Tribunal Administratif de Rennes — Décision N° TA35-2406528

mardi 19 novembre 2024

JuridictionTribunal Administratif de Rennes
SectionTribunal Administratif de Rennes
N° DossierTA35-2406528
TypeDécision
RecoursExcès de pouvoir
PublicationD
FormationEloignement urgent
Avocat requérantGUILBAUD

Texte intégral

Vu la procédure suivante :

Par une requête enregistrée le 1er novembre 2024, M. E B, représenté par Me Guilbaud, demande au tribunal :

1°) de l'admettre au bénéfice de l'aide juridictionnelle provisoire ;

2°) d'annuler l'arrêté du 26 octobre 2024 par lequel le préfet du Finistère l'a obligé à quitter le territoire français sans délai, a fixé le pays à destination duquel il pourra être reconduit d'office et a prononcé à son encontre une interdiction de retour sur le territoire français d'une durée d'un an ;

3°) d'annuler l'arrêté du 26 octobre 2024 par lequel le préfet du Finistère l'a assigné à résidence ;

4°) de mettre à la charge de l'État la somme de 1 500 euros au titre des dispositions de l'article L. 761-1 du code de justice administrative et de l'article 37 de la loi du 10 juillet 1991, à verser à son conseil sous réserve qu'il renonce à percevoir la part contributive de l'Etat.

Il soutient que :

S'agissant de l'obligation de quitter le territoire français :

- elle est entachée d'incompétence ;

- elle est insuffisamment motivée ce qui révèle un défaut d'examen particulier de sa situation personnelle ;

- le préfet a méconnu son droit d'être préalablement entendu ;

- le préfet n'a pas procédé à l'examen prévu à l'article L. 613-1 du code de l'entrée et du séjour des étrangers et du droit d'asile ;

- cette décision méconnaît les stipulations de l'article 8 de la convention européenne de sauvegarde des droits de l'homme et des libertés fondamentales ;

- elle méconnaît les stipulations de l'article 3-1 de la convention internationale des droits de l'enfant ;

- elle est entachée d'une erreur manifeste d'appréciation quant à ses conséquences sur sa situation personnelle.
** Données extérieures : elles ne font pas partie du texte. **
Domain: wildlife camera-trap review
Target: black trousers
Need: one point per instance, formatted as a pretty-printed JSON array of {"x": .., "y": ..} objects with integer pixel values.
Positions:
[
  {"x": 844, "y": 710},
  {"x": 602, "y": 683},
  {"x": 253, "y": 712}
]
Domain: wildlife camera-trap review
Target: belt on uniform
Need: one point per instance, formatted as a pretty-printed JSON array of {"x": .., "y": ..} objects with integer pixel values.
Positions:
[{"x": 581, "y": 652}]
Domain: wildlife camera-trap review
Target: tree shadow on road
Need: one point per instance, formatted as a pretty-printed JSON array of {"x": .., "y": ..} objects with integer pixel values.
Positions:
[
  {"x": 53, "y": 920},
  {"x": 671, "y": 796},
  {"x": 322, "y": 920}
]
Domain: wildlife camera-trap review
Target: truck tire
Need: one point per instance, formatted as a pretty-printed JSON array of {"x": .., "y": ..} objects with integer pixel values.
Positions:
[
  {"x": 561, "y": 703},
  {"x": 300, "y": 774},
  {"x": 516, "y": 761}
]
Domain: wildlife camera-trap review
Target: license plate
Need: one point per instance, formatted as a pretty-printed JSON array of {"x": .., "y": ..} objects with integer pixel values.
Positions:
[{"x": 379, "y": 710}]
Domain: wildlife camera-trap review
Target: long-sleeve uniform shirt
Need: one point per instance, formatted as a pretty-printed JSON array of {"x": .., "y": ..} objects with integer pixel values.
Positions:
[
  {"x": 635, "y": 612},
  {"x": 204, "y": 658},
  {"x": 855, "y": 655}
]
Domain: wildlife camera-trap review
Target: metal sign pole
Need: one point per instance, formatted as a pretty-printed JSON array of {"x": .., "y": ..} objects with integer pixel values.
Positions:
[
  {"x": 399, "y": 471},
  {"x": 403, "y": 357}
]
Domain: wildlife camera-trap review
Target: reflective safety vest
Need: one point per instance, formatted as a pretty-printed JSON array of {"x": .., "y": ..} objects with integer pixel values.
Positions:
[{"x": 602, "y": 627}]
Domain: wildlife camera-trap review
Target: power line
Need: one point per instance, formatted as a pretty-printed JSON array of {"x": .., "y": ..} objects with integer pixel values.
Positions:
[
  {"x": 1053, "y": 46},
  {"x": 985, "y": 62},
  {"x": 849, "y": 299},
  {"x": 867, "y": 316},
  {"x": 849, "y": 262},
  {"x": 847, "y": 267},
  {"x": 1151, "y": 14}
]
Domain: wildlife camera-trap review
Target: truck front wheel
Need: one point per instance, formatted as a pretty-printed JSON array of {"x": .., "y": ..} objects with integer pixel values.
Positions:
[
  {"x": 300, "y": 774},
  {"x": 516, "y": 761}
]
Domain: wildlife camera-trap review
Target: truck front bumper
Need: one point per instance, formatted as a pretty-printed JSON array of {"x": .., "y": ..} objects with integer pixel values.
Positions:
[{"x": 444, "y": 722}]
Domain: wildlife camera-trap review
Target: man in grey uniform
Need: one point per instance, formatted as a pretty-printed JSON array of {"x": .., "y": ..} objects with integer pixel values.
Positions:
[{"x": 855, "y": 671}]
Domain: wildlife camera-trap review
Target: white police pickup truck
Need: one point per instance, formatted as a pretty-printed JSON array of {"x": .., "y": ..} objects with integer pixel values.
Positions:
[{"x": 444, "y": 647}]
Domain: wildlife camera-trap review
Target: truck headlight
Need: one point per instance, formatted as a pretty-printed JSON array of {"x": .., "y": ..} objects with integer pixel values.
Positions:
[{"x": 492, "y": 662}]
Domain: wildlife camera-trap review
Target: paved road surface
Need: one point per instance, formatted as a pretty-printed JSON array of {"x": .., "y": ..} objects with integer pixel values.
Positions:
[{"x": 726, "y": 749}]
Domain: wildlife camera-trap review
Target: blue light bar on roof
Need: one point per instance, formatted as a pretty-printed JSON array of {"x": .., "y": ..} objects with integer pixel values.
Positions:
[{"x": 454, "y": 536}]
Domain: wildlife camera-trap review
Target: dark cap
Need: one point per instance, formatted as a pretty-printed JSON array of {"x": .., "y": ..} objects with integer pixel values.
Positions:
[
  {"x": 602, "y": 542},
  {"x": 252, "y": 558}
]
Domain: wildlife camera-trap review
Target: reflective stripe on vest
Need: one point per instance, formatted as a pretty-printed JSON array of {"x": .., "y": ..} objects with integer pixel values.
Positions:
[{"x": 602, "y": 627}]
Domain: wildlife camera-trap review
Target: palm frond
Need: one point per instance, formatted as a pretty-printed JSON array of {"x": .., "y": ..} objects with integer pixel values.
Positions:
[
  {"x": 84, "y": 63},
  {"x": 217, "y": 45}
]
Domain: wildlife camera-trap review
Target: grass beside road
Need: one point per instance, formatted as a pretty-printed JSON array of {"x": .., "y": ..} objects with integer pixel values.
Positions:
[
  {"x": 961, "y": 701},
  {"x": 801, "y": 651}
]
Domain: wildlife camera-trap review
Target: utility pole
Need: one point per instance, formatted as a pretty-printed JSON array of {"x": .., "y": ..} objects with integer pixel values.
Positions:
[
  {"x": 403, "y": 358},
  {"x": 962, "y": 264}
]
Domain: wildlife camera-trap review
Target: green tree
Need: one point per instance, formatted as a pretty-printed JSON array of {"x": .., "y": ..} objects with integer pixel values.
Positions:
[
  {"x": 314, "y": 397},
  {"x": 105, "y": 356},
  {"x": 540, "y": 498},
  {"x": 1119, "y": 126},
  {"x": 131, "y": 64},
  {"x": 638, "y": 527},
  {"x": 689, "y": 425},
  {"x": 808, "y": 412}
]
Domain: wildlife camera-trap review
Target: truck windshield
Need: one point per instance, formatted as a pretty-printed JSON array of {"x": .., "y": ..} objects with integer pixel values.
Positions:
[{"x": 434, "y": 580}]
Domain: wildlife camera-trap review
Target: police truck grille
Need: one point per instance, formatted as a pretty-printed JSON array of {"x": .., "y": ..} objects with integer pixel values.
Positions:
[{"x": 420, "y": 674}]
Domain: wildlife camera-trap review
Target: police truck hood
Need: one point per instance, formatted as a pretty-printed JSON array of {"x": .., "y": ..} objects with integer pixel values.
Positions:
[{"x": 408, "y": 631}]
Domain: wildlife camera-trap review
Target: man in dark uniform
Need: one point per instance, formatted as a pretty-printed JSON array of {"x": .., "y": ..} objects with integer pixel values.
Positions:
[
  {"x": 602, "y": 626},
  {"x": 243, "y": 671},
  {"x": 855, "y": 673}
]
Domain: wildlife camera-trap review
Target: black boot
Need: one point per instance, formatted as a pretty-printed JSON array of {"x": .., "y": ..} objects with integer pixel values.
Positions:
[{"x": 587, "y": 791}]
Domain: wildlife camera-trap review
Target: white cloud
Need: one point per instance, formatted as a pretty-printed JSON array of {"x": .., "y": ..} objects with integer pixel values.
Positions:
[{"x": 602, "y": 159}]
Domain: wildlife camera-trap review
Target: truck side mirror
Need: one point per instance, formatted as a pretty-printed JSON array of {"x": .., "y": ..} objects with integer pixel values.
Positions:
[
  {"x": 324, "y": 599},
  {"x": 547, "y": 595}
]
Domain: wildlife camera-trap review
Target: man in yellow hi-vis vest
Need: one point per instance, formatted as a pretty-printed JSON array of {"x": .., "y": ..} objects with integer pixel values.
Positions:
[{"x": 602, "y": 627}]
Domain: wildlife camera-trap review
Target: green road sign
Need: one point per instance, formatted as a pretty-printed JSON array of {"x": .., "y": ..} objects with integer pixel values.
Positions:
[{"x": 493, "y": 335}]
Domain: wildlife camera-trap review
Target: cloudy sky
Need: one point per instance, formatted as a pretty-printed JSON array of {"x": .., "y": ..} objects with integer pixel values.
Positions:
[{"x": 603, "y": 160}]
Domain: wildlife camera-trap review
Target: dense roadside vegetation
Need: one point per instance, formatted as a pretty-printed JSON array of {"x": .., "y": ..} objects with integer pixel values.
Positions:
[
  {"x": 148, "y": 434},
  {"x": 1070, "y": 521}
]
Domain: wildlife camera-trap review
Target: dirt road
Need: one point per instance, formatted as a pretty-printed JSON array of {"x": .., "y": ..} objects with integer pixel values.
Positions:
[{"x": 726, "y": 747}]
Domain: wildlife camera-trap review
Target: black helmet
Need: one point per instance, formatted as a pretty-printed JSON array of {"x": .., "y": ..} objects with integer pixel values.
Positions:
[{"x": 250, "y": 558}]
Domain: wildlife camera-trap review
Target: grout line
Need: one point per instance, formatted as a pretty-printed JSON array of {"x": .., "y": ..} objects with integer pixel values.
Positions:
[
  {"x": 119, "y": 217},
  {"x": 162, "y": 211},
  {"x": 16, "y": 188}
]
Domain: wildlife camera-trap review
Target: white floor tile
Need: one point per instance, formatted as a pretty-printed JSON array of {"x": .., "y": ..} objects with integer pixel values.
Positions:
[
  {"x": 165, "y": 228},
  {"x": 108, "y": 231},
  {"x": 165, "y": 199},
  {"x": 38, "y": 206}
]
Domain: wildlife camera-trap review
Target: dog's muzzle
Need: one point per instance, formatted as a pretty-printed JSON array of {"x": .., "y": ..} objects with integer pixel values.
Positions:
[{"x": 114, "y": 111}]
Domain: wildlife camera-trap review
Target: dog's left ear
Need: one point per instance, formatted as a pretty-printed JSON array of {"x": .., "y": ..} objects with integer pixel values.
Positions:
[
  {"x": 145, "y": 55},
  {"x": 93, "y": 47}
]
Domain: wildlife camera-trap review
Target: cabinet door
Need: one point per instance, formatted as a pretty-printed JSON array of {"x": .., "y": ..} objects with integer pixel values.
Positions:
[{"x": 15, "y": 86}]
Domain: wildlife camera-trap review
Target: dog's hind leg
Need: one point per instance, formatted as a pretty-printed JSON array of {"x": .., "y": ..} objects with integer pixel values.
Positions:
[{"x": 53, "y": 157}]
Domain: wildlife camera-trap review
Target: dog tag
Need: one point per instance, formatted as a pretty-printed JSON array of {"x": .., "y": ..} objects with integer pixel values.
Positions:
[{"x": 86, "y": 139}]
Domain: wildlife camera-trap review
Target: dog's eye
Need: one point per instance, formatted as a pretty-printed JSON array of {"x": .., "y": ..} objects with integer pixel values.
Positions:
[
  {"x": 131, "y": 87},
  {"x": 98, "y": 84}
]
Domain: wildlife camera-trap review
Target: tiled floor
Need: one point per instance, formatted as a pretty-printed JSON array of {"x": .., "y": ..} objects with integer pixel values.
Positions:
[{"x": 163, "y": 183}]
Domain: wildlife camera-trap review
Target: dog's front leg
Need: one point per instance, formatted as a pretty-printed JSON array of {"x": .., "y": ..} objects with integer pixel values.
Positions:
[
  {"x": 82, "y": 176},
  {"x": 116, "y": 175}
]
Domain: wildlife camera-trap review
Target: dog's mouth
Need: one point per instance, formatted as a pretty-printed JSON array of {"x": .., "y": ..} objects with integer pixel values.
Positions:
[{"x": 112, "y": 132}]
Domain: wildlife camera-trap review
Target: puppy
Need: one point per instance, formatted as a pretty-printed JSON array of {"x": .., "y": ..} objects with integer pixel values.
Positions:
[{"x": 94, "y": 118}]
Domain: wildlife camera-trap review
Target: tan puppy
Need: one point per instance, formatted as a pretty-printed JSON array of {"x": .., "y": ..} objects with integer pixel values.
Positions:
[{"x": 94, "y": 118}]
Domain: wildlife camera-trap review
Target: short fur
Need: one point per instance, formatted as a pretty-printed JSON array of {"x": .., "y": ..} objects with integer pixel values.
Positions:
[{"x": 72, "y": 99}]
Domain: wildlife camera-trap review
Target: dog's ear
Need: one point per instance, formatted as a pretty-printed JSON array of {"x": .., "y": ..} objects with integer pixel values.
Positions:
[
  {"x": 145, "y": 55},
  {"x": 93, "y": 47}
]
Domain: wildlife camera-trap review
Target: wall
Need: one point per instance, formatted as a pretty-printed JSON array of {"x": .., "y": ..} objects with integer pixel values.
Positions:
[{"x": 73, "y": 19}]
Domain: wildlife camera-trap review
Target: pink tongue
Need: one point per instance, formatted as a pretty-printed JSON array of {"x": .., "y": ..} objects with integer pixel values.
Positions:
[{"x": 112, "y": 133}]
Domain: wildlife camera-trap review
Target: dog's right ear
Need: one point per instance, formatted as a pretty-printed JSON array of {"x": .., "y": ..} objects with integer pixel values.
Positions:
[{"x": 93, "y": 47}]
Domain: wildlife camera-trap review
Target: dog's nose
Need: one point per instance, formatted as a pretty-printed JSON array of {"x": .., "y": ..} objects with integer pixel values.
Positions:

S'agissant de la décision de refus d'octroi d'un délai de départ volontaire :

- elle est illégale en conséquence de l'illégalité de l'obligation de quitter le territoire français ;

- elle est entachée d'erreur manifeste d'appréciation et d'erreur de droit ;

S'agissant de la décision fixant le pays de renvoi :

- elle est illégale par exception d'illégalité du refus de titre de séjour et de l'obligation de quitter le territoire français ;

S'agissant de l'interdiction de retour sur le territoire français :

- elle est illégale en raison de l'illégalité du refus de délai de départ volontaire ;

- elle est entachée d'erreur d'appréciation ;

S'agissant de l'assignation à résidence :

- elle est illégale en raison de l'illégalité de l'obligation de quitter le territoire français ;

- elle est insuffisamment motivée ;

- le préfet s'est cru en situation de compétence liée ;

- la décision a un caractère disproportionné.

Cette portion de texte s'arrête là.